Bupati Brebes Imbau Masyarakat Tak Lewat Jalan Berlubang Ruas Batursari Tuwel


Brebes,Jendelaindo - 
Jalan penghubung Brebes-Tegal yang berada di ruas Kaliwadas Desa Batursari Kecamatan Sirampog arah Tuwel (Tegal) mengalami amblas dan menyisakan lubang menganga. Jalan yang biasa dilewati warga mengirim hasil pertanian pun tersendat.

Bupati Brebes Hj Idza Priyanti SE MH meninjau langsung jalan tersebut, ketika itu sedang dilakukan perbaikan oleh Balai Pengelolaan Jalan Wilayah Tegal, Minggu (14/2).

"Saya mengimbau kepada warga yang biasa lewat Desa Batursari perbatasan Tuwel untuk sementara ini jalan tidak bisa dilewati, karena jalan amblas sedang diperbaiki," ucapnya.

Kata Idza, saat ini sedang dilakukan penanganan tanggap darurat oleh pihak terkait. Kendaraan roda empat tidak bisa lewat, kalau pun bisa hanya roda dua atau jalan kaki untuk melansir hasil pertanian warga.

"Karena kondisi saat ini masih hujan, kemungkinan waktu pengerjaan sampai lima hari, untuk itu harap bersabar," pungkasnya.

Termasuk, berbagai kerusakan pipa saluran air bersih akibat bencana alam, Idza juga berharap para pelanggan Perumda Tirta Baribis untuk bersabar. Karena saat ini tengah dilakukan perbaikan. 

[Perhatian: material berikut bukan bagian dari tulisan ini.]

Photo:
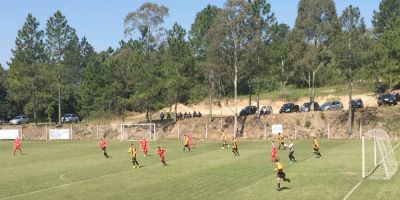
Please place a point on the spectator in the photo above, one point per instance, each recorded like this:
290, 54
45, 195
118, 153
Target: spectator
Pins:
168, 115
162, 115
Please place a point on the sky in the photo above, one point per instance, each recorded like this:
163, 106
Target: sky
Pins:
101, 21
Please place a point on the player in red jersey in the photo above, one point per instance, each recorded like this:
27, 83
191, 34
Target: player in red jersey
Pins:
103, 146
161, 153
273, 151
17, 145
144, 146
190, 142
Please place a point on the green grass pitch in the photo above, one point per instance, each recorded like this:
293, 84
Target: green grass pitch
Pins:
78, 170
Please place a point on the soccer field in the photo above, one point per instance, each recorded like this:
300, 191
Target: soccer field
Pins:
78, 170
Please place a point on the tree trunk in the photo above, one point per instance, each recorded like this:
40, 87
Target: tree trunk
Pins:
350, 79
313, 93
309, 86
350, 120
211, 78
235, 85
249, 83
258, 100
176, 107
59, 98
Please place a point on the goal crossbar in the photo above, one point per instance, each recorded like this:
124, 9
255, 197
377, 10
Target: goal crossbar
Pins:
151, 134
387, 160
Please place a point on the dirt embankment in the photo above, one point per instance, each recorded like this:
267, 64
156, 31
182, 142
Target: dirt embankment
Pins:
227, 107
295, 125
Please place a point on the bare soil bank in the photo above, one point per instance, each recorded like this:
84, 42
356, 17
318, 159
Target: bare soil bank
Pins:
299, 125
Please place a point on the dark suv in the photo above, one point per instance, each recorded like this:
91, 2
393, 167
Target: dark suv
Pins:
357, 104
248, 110
307, 105
386, 99
289, 108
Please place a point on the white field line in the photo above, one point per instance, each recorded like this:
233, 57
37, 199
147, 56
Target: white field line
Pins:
362, 180
89, 179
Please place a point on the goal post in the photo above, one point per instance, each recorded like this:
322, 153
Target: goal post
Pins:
378, 158
136, 131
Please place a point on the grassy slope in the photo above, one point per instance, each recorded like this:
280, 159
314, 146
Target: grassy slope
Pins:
206, 173
294, 93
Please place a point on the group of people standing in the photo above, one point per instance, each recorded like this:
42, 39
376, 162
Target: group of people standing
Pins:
180, 115
281, 176
132, 151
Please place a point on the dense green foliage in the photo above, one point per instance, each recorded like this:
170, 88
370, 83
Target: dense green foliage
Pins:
78, 170
239, 48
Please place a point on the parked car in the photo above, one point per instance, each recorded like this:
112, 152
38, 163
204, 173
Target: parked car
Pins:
21, 119
266, 110
289, 108
307, 105
332, 105
381, 88
386, 99
69, 118
248, 110
357, 104
396, 96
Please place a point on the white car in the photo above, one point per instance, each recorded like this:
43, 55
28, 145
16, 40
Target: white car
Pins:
19, 120
69, 118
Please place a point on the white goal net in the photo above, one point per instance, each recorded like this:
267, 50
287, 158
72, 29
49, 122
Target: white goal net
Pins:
137, 131
378, 159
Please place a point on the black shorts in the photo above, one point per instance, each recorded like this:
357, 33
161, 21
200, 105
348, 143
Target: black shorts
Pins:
280, 174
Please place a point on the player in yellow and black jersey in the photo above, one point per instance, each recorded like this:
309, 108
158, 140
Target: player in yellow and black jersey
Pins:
316, 147
281, 141
132, 153
280, 175
235, 149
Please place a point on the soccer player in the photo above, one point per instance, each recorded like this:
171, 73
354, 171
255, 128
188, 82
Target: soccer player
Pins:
103, 146
132, 153
291, 152
190, 140
234, 147
17, 145
144, 145
273, 151
224, 143
161, 153
280, 175
186, 142
316, 147
281, 142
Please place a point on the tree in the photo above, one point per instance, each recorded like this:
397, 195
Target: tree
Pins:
387, 53
199, 41
148, 20
197, 34
27, 81
388, 10
353, 30
317, 22
228, 41
260, 20
180, 66
60, 38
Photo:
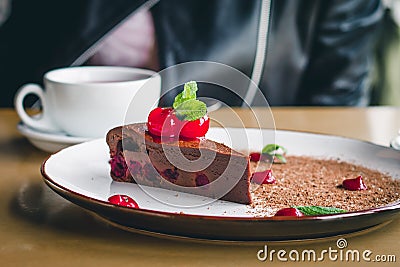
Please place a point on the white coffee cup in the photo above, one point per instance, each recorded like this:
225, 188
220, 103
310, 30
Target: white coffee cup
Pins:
87, 101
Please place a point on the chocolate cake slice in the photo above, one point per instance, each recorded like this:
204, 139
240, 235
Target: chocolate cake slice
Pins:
200, 166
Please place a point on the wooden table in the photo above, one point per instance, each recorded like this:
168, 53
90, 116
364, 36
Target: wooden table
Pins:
39, 228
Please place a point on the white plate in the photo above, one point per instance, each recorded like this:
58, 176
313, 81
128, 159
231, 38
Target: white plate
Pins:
50, 142
81, 174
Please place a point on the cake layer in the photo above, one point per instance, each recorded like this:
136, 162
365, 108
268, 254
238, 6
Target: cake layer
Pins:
198, 166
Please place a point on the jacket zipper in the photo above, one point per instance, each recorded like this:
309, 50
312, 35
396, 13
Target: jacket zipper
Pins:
261, 52
93, 48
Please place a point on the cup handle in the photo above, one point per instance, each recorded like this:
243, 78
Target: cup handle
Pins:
42, 122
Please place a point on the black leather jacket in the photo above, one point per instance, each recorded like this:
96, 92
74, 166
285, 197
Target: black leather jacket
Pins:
319, 52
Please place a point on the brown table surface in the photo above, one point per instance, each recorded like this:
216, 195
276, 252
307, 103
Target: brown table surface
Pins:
39, 228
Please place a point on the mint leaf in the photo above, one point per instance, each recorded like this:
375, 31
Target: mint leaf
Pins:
275, 150
191, 110
188, 93
318, 210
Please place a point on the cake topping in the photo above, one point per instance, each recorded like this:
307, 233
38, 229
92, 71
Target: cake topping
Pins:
123, 200
289, 212
187, 118
354, 184
318, 210
163, 122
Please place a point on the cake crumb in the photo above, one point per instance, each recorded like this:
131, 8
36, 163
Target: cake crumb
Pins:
307, 181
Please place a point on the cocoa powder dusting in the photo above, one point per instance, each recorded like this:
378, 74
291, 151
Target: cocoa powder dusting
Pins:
306, 181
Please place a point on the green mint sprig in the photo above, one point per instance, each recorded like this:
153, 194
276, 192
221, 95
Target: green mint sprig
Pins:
318, 210
274, 150
186, 106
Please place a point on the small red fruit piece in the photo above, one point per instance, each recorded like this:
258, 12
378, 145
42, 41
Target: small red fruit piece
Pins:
255, 156
354, 184
289, 212
264, 177
163, 122
123, 200
196, 128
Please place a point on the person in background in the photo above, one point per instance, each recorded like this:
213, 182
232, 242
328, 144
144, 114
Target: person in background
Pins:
299, 52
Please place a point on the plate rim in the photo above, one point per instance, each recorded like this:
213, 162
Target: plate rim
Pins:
383, 209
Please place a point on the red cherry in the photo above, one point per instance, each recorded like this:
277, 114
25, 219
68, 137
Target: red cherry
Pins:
264, 177
123, 200
163, 122
289, 212
196, 128
354, 184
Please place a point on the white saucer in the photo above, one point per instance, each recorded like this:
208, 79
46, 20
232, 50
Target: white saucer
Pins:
49, 142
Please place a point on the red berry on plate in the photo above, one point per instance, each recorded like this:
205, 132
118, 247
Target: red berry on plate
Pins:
354, 184
264, 177
255, 156
163, 122
289, 212
196, 128
123, 200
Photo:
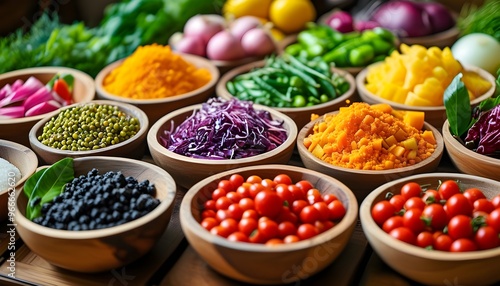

Kepala Balai Pengelolaan Jalan Wilayah Tegal Wahyutoro Soetarno menyampaikan, pertama perbaikan dilakukan dengan pemasangan armco (gorong-gorong baja bergelombang) sepanjang aliran air di bawah jalan, kemudian akan ditimbun material.

"Selanjutnya, akan dibuatkan kontruksi permanen dengan melebarkan lubang gorong gorong," jelasnya.

Melihat cuaca hujan, Wahyutoro menuturkan estimasi pengerjaan bisa memakan waktu cukup lama, namun bila cuaca mendukung dua hari bisa diselesaikan.

Dari laporan Koordinator Satgas PB BPBD Brebes Budi Sujatmiko, peristiwa tersebut terjadi Sabtu (13/2) kemarin.Yang amblas merupakan gorong gorong Jembatan Kali Pedes panjang 8 Meter lebar 8 Meter.

Budi menuturkan, gorong gorong itu rusak karena tak kuat menahan gerusan air sungai yang cukup deras. Sehingga mengakibatkan jalan di atasnya ikut terkikis dan berlubang.

“Di bawahnya jalan memang gorong gorong yang dilewati air. Titiknya memang jembatan yang diaspal,” terangya.

Budi mengungkapkan, akibat peristiwa ini, jalan sama sekali tidak dapat dilewati. Sebab akan membahayakan bagi pengendara. Dia sudah memasang rambu sementara tidak boleh dilewati kendaraan. 

Turut hadir meninjau antara lain Suami Bupati AKBP Dr Drs Warsidin MH, Asisten bidang pemerintahan dan Kesra Apriyanto Sudarmoko, Kepala Dinas Peternakan Zuhdan Fanani, Kepala Dinperinnaker Warsito Eko, Kepala Badan Pendapatan Daerah Subandi, Sekretaris DPU Abdul Majid, Kepala Dinpermades Subagja, Forkopinca Sirampog, dan pejabat lainnya.